Traction and four-wheel drive had Mike gaining on him, but he couldn’t catch up. He pulled into the right lane, and a horn sounded, long and loud. He’d cut off a Camry he hadn’t even seen. The close call had his heart hammering in his chest.

Cars alternated turns, merging as the left two lanes formed a single-file line.

Jared sped around them.

Mike could only watch him fade off into the distance with no idea where he was headed. He picked up his cell and dialed Coop, hoping he’d been able to make sense of what was happening.

“This is Coop.”

“Coop, it’s Mike. Any luck?” He had been calling Ana for hours with no answer.

“Nothing. I can’t get a trace on her cell.”

“So her phone’s off?”

“Off and the battery’s out of it, most likely. Otherwise, I’d still get a trace. Where are you?”

“Eastbound on 490, about ten minutes out from the Bristol Ski Resort. I lost sight of the doctors in a construction zone and have no idea where they’re headed. Any ideas?”

“Not yet, but Julian called. They found a print.”

“Where?”

“On the bottle of succinylcholine found at the Monroe house. You’re never going to believe who it belongs to.”

“I can’t believe a lot of things lately,” Mike said. “Who?”

“Noreen Pafford.”

“You’re kidding me.” Noreen had sat in front of him, answering his questions with the fluid ease of truth and the trademark signs of a victim. If the whole thing had been an act, it was well researched and well rehearsed. He rolled down his window, waving his arms and shouting that he needed to get through due to an emergency, but few people yielded to his frantic display.

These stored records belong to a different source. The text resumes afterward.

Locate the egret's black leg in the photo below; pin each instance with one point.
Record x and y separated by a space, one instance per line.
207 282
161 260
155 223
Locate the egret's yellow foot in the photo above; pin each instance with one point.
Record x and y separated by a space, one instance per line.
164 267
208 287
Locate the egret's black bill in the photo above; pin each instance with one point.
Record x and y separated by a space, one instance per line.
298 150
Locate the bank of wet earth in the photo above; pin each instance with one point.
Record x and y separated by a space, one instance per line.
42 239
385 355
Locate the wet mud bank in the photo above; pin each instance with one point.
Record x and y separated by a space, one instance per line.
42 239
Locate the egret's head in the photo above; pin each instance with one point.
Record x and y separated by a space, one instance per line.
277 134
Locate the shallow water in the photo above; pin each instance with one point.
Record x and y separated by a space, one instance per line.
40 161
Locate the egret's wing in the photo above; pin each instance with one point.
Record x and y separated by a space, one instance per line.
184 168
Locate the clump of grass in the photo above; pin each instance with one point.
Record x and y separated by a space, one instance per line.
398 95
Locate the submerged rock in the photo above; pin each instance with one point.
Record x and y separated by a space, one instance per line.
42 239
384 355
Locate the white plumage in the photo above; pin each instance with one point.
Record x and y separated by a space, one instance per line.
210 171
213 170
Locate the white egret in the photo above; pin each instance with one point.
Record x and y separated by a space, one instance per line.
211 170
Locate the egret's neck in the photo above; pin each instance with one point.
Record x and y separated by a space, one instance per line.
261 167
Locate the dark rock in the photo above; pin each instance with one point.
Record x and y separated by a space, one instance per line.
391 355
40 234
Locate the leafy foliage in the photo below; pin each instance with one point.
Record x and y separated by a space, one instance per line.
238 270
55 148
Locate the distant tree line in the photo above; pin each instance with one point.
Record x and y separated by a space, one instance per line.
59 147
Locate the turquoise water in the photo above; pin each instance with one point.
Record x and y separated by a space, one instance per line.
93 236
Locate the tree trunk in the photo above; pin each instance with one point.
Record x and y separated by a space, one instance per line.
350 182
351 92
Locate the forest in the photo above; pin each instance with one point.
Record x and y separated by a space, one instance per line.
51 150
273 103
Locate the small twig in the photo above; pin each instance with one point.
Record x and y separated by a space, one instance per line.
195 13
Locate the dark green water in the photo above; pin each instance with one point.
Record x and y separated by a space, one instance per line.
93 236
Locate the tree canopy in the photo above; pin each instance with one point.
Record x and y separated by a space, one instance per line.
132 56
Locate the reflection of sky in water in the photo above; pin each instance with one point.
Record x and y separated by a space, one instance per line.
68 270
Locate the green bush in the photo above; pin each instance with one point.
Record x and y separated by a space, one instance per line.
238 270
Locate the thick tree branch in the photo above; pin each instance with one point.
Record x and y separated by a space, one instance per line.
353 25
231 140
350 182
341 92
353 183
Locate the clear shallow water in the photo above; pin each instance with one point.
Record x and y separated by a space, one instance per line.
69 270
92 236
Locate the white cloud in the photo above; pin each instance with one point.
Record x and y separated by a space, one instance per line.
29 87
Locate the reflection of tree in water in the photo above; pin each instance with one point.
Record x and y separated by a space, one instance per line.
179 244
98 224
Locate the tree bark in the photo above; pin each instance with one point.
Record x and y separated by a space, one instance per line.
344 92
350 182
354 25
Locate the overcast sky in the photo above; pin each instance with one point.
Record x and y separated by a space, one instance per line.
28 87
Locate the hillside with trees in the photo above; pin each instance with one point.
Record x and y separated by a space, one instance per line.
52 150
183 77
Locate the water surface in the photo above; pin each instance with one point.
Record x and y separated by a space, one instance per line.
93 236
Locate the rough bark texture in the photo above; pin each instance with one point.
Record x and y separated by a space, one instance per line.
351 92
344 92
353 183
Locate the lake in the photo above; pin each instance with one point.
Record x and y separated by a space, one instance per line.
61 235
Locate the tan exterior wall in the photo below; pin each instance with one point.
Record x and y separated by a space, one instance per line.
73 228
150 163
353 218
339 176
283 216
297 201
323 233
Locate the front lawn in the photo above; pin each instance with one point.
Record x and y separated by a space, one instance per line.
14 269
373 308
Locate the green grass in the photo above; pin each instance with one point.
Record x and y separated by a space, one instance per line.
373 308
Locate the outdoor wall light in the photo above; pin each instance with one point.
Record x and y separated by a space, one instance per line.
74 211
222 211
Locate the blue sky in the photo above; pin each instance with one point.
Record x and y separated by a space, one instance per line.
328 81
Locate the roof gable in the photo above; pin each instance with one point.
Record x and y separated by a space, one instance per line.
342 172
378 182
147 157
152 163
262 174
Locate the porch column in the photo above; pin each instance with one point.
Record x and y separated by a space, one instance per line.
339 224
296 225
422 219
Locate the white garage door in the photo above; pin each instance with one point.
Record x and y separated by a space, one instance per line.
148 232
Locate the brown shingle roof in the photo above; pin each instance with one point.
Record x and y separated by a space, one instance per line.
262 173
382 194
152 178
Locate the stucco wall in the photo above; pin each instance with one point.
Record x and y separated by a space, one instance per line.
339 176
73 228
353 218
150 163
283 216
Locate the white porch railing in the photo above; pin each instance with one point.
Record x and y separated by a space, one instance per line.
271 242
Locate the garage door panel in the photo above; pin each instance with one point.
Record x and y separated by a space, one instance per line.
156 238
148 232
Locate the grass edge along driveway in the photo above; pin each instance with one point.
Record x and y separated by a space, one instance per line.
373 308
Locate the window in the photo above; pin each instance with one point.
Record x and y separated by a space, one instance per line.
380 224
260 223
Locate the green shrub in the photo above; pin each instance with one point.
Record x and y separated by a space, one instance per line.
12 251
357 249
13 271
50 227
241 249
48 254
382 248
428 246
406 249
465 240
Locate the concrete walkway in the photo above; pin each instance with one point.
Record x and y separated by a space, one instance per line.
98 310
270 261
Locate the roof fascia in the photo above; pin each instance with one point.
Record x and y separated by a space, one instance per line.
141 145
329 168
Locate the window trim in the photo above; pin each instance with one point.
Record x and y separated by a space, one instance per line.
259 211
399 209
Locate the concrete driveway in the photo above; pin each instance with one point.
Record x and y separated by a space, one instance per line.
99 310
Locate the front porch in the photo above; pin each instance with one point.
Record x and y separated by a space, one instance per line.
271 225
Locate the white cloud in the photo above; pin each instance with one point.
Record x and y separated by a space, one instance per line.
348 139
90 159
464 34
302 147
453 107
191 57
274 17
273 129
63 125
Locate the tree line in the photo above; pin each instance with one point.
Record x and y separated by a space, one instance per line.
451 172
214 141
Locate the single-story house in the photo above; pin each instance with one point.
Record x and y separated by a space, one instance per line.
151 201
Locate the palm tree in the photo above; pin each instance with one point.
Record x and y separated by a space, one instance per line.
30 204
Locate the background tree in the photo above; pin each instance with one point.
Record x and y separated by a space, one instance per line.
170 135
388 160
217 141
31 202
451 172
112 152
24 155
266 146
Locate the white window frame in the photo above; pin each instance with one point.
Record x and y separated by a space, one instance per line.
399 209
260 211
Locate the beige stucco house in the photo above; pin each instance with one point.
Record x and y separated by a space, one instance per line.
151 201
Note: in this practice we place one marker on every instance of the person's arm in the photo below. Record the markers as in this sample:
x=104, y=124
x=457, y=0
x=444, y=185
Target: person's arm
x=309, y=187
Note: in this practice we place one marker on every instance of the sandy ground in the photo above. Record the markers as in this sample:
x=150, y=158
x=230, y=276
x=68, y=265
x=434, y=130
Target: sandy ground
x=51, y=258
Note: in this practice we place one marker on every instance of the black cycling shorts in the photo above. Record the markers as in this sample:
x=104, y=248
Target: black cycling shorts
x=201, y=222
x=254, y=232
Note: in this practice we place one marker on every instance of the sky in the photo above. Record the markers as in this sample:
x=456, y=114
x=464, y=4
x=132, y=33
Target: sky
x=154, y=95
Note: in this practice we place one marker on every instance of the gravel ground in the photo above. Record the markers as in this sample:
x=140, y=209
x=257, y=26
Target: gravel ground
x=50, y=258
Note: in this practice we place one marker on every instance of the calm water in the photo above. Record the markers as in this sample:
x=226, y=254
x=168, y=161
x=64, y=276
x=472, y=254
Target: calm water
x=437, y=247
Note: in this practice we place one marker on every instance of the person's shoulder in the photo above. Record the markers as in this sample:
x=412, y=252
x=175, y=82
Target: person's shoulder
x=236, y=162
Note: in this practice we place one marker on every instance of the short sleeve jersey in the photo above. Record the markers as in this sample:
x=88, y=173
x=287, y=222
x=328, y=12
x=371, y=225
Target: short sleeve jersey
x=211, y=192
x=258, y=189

Traffic went from a crawl to a standstill, and Mike recounted every painful detail of Sydney’s homicide investigation. He reprocessed the crime scene, wondering what, if anything, they had missed. The autopsy had been inconclusive in that it didn’t point to a particular agent, though the succinylcholine found at the Monroes’ house posed a likely possibility. Dorian had been forthcoming about his lying to Sydney about having cancer, and his medical license had been fast-tracked for revocation. He had also admitted to consensual sex with Noreen. Mike’s well-honed gut didn’t peg Dorian as a rapist, or a murderer, and despite the damning evidence, there wasn’t a single fingerprint tying him to any of it. The only print belonged to Noreen, a suspect he had immediately discounted because she was a victim, and if he was being honest, because she was female. He thought back to the day after Sydney’s murder, when he returned to the Aquarian to get the surveillance tapes from Samuel and was called over by the least helpful eyewitness he’d ever interviewed. She had given him one solid piece of information: the person leaving room 11 was a woman. Tunnel vision had him thinking only of Misty. He couldn’t believe he hadn’t thought of Noreen as a suspect sooner.